Recently, the university library that I work in acquired a new store-room, outside the walls of the library itself. It's a very small-store room, not much larger than a living room. A door leads off into an even smaller store-room. It's described as being 'in the tunnel', which is rather an exciting description (to my mind). Really, it's in a small corridor that leads off from the 'tunnel', a covered walkway, that runs from the library building to the John Henry Newman building. The Newman building contains all the lecture halls and offices and class-rooms of the Arts Faculty.
There is nothing in the store-room except metal shelves, a few tables, a computer, a chair, a few dozen large volumes of old House of Parliament papers, and....I can't remember if there is anything else. Maybe a few boxes.
University College Dublin is a pretty busy campus, even in summer. But this corridor is something of a backwater. The Adult Education offices are at the end of it, through a pair of double doors, and every hour or so someone passes through them, shattering the silence for a moment or two.
Just outside the store-room, there is a photo-booth.
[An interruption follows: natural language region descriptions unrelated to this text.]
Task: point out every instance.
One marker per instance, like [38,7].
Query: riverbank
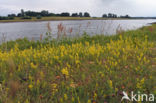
[34,19]
[84,70]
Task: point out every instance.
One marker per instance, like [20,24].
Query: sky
[94,7]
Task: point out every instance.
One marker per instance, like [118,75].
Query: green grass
[89,69]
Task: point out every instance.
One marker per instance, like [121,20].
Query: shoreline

I have used it myself, in the past. There was plenty of demand for a photo-booth in UCD until recent years, when the various departments and institutions started taking their own photos for ID cards, rather than asking people to bring passport-sized photos. (Although the library still asks this, sometimes, for external borrowers.) People sometimes ask where they can find a photo-booth, so it must still be in use, but I haven't seen anyone go into it for a long, long time. It has the almost-antiquated air of a public telephone box.
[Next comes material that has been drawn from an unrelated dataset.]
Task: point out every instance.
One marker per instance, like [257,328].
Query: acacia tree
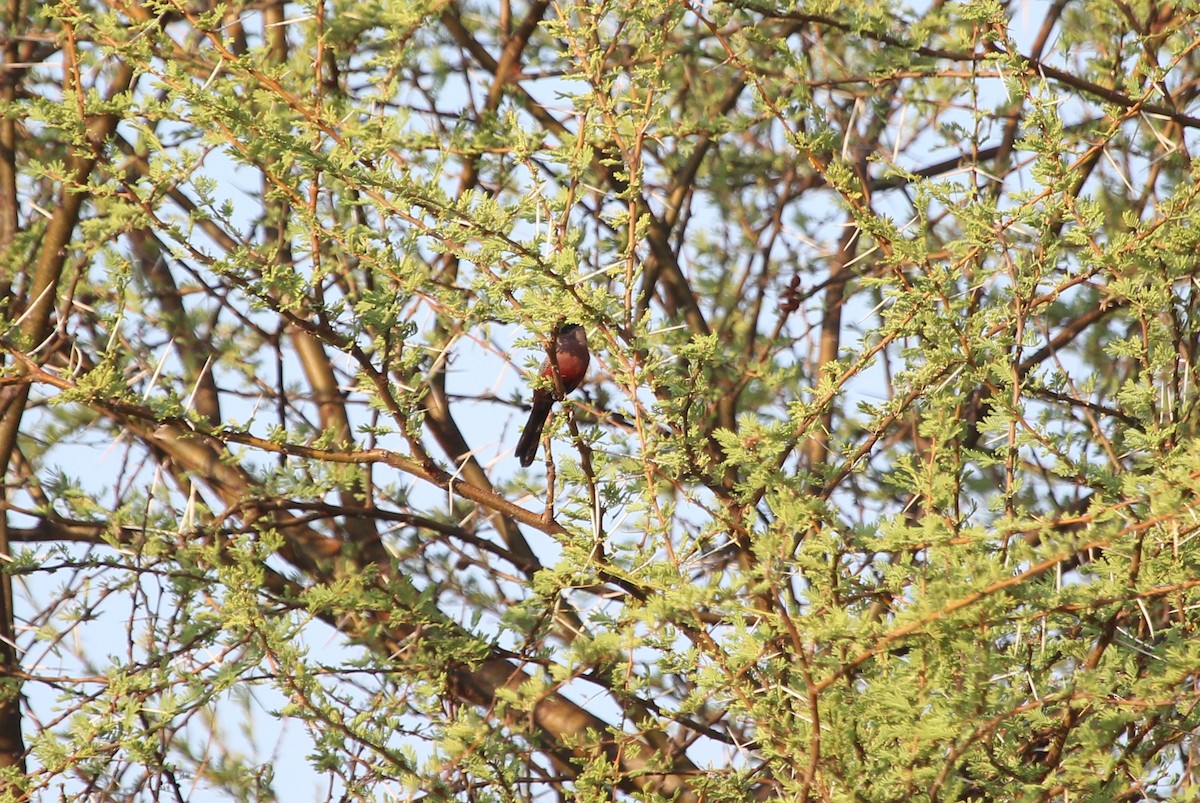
[882,484]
I'm fascinated by the pictures on it. The main picture is one of a pretty woman with dark hair beaming and raising a finger in the air. (I didn't notice the finger until I started working in the room. I used to think she was very cute, when I merely glimpsed at her as I passed through the 'tunnel', but now I've had a closer look she seems brash and less attractive.)
I wonder why pretty women are the almost-automatic choice for advertising anything, no matter what it is? To appeal to men? But then again, women's magazines and advertising aimed at women also use pictures of women, almost exclusively. And very often it's not a picture of the woman using the product or service-- she's just smiling. It's intriguing.
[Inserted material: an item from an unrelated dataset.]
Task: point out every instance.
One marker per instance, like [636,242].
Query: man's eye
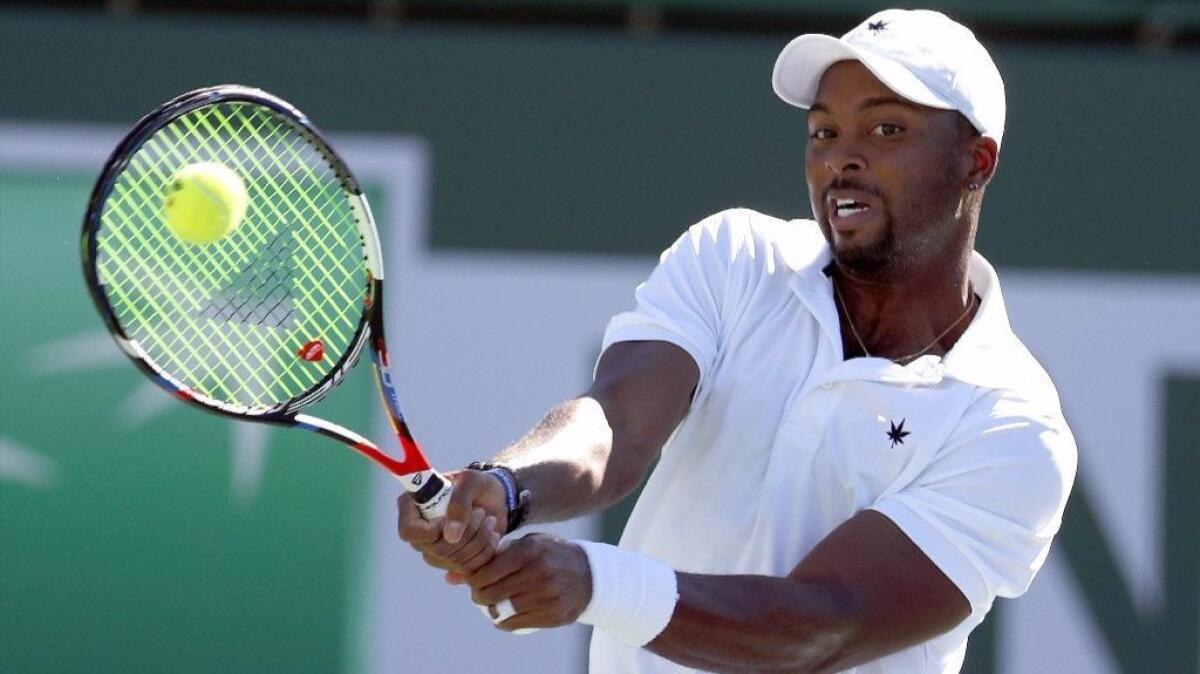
[886,130]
Other pictures on the photo-booth attempt to be quirky, advertising the 'fun photos' you can take using it. There is a photo of a man whose head is positioned in the middle of a dollar bill. There is a photo of a man with a thought bubble coming out of his head, in which is shown the torso of a bikini-clad woman. A similar photo has a woman dreaming of a muscular male torso. I always feel mildly embarrassed when I look at these 'fun' photos. I'm not saying I could come up with anything better, but they seem painfully unfunny to me, and I wonder who would buy them.
And yet, I always feel strangely happy when I look at this photo-booth. It's just waiting to be used. Somebody designed it. Somebody must maintain it, and make a living from it. It exists to please, to serve. The pictures on it promise happiness. And fun.
There is an advertisment for the computer game Gears of War 2 on the wall of the corridor. It's a mounted advertisement, with a hard plastic cover over it. What it is doing there, I have no idea. But it pleases me that it is there, so bizarrely out of the way of anything.
My job in the store-room, one morning and one afternoon a week, is to make an Excel file of all the House of Parliament papers in the room, which date from the nineteenth century and all have to do with Ireland. I was told it would be interesting, and people keep saying "that must be interesting". It's not interesting. Bureaucracy is boring, whether it's from 1842 or 2014. Committee reports are dull, no matter what century they come from.
Still, I like the room very much. It used to be used as a store-room for the Student's Union shop, and a few Student's Union people still walk in, looking for something or other, and are surprised to see me there.
But apart from that, nobody comes in. Nobody is looking over my shoulder. Nobody is going to walk up to me with a query about a printer not working or a colossal overdue fine they're astonished won't be waived as a matter of course.
True, there's no companionship, either. But I can do without companionship for a couple of hours here and there.
It also has no window. I like that. Windows can be magical things, but a windowless room often stirs my imagination more than any glimpse of the outside world.
I like the smell of dust in the air. I like the bareness. I like the fact that I can get up and dance around the room or do stretching exercises-- and I often do both, despite the fact that the room is fronted by a hatch, with a metal grille that can just about be seen through from the corridor. I like the sound of far-away voices and footsteps from people passing in the tunnel outside. (The tunnel is only ten steps away, but it still seems a great distance.) I like the fact that the corridor is not completely deserted, only relatively deserted, and other people do pass through every now and again.
I've only been working in this room for a few weeks but I find it's rather haunting my imagination. Out-of-the-way and unregarded and purely functional places like this have a certain soulfulness to them. Boiler rooms, cellars, attics, warehouses, box rooms, changing rooms, post rooms...they're so unapologetic, so blunt, so uncomplicated. They cleanse and refresh the spirit-- or my spirit, anyway. And the silence they hold....well, I always find something in their silence that I can't find anywhere else. But I can't really describe it. Maybe I don't have to?